You can improve the runtime to $O(n)$ by using an observation that we made in Example 2. In particular, if we run steps 10 and 11 only if R[w]=F
, then we get $O(n)$ overall runtime. (The analysis if you have not seen it before requires a bit of care but we’ll defer this till later.)
Example 4
Now let us consider an example where $G$ is a tree plus one more edge:
So the first thing to note that there is no notion of level since our $G$ is no longer a tree. So before we think about how to modify the existing algorithm to handle the above case, think about how one would change condition in step 6 so that we can terminate properly. In particular, let us start with the following:
Question 8
What if we check if R[u] = T
for all u in V
as the termination condition in Step 6?
Answer 8
This would not work as $G$ need not be connected.
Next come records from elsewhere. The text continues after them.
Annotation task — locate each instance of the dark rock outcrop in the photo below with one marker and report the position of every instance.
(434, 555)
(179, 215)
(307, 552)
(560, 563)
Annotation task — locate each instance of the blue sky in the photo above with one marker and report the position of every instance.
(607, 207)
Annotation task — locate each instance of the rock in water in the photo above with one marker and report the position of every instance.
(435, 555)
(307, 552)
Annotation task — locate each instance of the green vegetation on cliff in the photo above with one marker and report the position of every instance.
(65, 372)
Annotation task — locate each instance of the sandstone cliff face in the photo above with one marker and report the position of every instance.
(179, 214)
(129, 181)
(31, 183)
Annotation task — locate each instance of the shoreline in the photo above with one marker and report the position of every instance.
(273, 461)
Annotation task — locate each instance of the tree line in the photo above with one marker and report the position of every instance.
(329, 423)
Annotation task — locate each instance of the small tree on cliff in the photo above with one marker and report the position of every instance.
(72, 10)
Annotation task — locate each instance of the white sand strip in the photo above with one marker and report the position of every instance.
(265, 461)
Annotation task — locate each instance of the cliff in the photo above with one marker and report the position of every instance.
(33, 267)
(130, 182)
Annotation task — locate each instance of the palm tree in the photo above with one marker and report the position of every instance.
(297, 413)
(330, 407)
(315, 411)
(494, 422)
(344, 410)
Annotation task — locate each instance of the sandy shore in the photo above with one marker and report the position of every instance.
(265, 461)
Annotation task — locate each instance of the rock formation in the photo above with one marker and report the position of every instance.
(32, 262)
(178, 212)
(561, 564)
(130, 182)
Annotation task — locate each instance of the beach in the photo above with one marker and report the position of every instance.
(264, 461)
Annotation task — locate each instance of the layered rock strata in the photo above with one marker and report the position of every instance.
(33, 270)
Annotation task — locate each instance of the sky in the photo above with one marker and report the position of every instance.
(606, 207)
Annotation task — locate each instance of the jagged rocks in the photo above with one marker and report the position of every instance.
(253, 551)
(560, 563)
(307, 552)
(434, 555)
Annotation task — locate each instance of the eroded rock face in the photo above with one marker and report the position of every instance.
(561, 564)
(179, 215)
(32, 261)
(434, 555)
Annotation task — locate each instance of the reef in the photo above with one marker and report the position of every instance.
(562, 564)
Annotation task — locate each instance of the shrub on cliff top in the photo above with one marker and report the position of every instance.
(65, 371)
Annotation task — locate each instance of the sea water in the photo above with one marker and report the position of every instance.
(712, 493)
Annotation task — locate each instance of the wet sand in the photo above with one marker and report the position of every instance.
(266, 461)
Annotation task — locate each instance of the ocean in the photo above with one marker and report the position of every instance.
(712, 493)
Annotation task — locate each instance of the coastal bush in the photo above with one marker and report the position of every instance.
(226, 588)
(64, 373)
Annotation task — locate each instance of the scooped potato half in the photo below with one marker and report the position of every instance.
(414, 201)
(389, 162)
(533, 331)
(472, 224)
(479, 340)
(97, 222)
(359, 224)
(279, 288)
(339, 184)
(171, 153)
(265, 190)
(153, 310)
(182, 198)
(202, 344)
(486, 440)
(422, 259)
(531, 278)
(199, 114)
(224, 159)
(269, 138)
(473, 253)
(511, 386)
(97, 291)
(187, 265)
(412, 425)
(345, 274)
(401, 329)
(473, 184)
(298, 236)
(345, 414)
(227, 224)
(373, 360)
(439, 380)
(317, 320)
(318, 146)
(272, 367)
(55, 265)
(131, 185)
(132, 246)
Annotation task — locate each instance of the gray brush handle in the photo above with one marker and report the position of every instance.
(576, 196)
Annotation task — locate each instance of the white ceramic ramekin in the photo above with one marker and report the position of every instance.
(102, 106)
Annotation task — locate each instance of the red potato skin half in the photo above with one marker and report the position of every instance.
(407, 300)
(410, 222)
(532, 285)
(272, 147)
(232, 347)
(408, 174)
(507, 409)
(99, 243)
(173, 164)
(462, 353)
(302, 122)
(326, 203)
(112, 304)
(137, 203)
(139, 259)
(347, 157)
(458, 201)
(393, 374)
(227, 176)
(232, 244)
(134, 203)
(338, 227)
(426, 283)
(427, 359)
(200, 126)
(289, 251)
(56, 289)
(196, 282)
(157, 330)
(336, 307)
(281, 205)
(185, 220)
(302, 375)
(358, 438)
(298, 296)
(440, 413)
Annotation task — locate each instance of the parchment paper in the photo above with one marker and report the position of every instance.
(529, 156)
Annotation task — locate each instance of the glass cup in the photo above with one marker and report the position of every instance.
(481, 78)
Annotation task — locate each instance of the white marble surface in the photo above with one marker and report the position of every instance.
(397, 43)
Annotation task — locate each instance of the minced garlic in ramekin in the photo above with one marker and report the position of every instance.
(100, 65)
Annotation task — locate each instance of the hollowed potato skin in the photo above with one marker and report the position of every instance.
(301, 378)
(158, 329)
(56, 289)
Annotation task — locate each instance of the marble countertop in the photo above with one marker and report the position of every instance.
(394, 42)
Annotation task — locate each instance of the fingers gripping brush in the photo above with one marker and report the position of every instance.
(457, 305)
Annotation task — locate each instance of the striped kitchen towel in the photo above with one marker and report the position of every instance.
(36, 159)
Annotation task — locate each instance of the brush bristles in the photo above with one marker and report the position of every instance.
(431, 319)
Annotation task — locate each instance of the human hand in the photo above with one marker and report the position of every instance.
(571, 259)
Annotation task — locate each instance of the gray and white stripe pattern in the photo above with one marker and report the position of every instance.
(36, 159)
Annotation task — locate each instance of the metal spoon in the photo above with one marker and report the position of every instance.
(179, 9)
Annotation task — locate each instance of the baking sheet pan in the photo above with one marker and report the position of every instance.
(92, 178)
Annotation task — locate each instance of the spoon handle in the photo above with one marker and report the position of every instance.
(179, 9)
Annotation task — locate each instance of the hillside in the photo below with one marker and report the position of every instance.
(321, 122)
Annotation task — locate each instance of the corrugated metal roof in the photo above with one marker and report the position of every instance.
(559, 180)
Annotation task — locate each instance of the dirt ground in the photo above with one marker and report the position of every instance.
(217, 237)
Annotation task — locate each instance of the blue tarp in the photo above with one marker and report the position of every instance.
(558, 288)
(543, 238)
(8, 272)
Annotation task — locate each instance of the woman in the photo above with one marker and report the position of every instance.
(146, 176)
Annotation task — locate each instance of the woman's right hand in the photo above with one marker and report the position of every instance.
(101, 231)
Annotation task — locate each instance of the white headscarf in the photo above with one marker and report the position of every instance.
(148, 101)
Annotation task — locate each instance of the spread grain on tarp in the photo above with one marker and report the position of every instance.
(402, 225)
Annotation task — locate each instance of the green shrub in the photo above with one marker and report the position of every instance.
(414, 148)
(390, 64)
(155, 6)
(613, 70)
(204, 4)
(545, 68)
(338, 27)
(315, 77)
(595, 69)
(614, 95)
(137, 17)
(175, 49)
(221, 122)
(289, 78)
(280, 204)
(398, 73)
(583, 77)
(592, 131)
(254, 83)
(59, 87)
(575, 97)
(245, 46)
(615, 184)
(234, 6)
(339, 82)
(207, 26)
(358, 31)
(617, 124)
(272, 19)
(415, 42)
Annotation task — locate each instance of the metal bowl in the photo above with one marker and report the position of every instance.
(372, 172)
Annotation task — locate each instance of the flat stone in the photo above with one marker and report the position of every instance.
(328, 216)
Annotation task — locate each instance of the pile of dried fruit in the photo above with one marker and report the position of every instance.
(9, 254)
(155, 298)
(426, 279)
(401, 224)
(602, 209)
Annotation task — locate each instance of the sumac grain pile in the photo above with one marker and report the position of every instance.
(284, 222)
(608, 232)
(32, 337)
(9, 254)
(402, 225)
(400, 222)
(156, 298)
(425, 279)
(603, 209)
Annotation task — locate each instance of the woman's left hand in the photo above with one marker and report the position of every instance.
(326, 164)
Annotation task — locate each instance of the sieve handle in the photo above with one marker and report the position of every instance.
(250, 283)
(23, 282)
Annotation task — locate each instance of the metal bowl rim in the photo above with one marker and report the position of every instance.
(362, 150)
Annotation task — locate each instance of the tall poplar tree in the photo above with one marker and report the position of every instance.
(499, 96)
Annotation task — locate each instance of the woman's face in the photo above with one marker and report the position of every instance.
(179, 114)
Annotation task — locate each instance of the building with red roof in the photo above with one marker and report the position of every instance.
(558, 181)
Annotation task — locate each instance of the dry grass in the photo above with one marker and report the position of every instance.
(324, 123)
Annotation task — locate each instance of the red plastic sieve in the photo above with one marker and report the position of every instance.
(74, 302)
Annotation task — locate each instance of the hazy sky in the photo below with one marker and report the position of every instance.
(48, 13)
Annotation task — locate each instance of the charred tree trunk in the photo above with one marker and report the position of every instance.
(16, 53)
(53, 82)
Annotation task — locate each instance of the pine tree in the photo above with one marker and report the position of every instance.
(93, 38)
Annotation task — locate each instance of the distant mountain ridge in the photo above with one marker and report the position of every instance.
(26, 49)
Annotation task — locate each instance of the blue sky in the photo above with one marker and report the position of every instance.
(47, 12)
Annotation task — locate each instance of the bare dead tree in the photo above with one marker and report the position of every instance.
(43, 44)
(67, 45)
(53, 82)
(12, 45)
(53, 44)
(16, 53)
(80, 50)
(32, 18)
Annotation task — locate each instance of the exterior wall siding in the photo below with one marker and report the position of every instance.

This naturally brings us to the following question:
Question 9
What would be an alternate check?
Hint
What would happen to the $L_i$’s if we let the while loop in step 6 run for ever?
The obvious solution
Once you are done handling the pink nodes in the tree graph, you do not expect to get any nodes in the new layer you would aim to construct from L_d. In particular, the following seems a good fix:
Algorithm 4 Details
R[s] = T and R[u] = F for every u != s
i=0
L[i]={s}
While L[i] != null:
L[i+1]= null
For every u in L[i]
For every w in Adj[u]
Add w to L[i+1]
R[w]=T # There is no need to have a separate loop to do this assignment
i++
Question 9'
However, there is an issue with the above. The algorithm as stated will not terminate even on the tree-- do you see why?
Hint
Think back to the issue we had raised earlier in Question 5.
Answer 9
The issue is that in step 10, we blindly add w
to L[i+1]
even if we have already “seen it” this implies that the condition in line 6 will always be satisfied. The fix to this is what we had discussed before: before add w
to L[i+1]
just check if it has been already seen before. Here is the modified algorithm:
Algorithm 5 Details
R[s] = T and R[u] = F for every u != s
i=0
L[i]={s}
While L[i] != null:
L[i+1]= null
For every u in L[i]
For every w in Adj[u]
If R[w] == F
Add w to L[i+1]
R[w]=T
i++
Coming back to our example of tree plus an edge
Question 10
What happens when we run Algorithm 5 on $G$ that is a a tree plus an edge?
Answer 10
It works! Let’s look back at how the algorithm will run on this specific graph. When the algorithm is creating L[2]
from L[1]
(i.e. the blue nodes), then L[2]
in addition to having the orange node will also have the green node in it. So effectively “pull” up the subtree rooted at the green node. The situation would look like this
Question 11
So why is Algorithm 5 correct?
Answer 11
Basically we do not care in which order the nodes are put in: i.e. whether we discovered the green node directly from the blue node or the orange node. If we choose the latter then we would have the following situation
The general case
We are now ready to bite the bullet and handle the most general case. E.g. our $G$ might look something like this:
Question 12
Can you think of an example $G$ where Algorithm 5 does not work?
Answer 12
There is none! The algorithm is already enough to work on all graphs.
Question 13
Can you prove that Algorithm 5 always works?
Answer 13
You can prove this by induction (and indeed we will do so in class for a much more general algorithm that includes our current algorithm as a special case).
Question 14
Why does Algorithm 5 terminate?
Answer 14
We will show that this algorithm runs in time $O(m+n)$. In particular, it terminates! (Note that this implies that on trees, this runs in $O(n)$ time.)